Thinking Outside the VirtualBox

October 2nd, 2009

A wonderful (free) virtualization software package called VirtualBox gives educators a way to better meet the needs of learners across a variety of operating systems. Although pupils have a great deal in common with one another, they also have differing abilities, needs, and learning styles. Beyond their personalities and intellectual potential, they often have access to and make use of computers with different operating systems. Despite the fact that all of the students in a classroom or group may frequently employ web-based resources such as Google Docs to collaborate and learn together, they’ll eventually want to do work individually on computers that have resources uniquely designed to meet their own personal tastes.

For example, suppose there’s a teacher who wants to give her learners more choice in how they complete their work. This teacher knows that the students gravitate toward differing operating systems. One student prefers doing his assignments on a Windows machine, while another is dedicated to completing work on her Mac OS X laptop.
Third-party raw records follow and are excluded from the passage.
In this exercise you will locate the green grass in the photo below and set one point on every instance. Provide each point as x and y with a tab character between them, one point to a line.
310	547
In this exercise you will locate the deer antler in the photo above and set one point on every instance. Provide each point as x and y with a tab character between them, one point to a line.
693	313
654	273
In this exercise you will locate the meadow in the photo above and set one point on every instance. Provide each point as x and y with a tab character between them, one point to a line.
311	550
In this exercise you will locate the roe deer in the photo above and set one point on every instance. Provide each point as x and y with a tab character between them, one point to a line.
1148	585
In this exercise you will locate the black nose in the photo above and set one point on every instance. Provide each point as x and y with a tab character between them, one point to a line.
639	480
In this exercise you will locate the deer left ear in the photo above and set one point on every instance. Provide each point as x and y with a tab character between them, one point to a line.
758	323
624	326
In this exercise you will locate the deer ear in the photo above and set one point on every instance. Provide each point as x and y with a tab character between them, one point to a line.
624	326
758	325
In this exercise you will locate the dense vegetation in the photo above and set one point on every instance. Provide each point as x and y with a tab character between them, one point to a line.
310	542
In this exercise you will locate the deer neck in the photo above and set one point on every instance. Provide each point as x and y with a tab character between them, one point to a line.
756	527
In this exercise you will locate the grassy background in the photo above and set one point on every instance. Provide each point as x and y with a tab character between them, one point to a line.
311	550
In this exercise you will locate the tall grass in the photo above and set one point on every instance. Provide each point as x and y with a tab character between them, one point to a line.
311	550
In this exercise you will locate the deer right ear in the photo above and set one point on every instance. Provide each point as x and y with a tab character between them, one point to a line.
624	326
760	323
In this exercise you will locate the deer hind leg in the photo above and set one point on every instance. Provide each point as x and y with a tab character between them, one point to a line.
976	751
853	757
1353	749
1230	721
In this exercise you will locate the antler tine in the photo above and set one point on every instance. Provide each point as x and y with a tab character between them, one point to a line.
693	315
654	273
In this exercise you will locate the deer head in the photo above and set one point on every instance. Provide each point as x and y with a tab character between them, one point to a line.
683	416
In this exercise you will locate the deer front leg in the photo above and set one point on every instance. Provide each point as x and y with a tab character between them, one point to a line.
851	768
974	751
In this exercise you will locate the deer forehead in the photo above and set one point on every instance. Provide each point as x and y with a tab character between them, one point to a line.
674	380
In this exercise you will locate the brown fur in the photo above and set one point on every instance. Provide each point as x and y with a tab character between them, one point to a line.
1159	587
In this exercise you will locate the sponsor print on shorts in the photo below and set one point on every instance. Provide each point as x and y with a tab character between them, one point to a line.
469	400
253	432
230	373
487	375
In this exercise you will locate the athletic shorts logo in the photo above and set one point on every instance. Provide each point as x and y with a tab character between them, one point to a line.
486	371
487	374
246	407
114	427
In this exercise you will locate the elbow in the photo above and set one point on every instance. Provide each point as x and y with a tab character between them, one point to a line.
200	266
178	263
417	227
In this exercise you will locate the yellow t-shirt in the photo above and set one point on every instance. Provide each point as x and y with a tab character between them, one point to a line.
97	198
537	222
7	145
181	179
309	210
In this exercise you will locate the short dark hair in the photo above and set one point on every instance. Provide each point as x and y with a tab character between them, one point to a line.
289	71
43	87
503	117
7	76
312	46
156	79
A third, more adventurous pupil, after nobly rescuing a surplussed PC destined for a landfill, is happily anticipating learning with a Linux-based desktop. The teacher decides to foster the choices made by the learners. She installs VirtualBox on her own computer to see the applications her pupils are using and how the operate.

VirtualBox is remarkably useful as it runs on Windows, Linux, and Macintosh machines. It also supports a large number of guest operating systems. This means that a math teacher using a Mac with VirtualBox loaded on her machine can actually install and run other operating systems (such as Windows and Linux) at the same time. If one of her students prefers using a Windows-based math application such as GraphCalc to complete his assignment, the instructor can see that program in action within a Windows-based environment on her Mac! This powerful means of meeting the needs of pupils is free.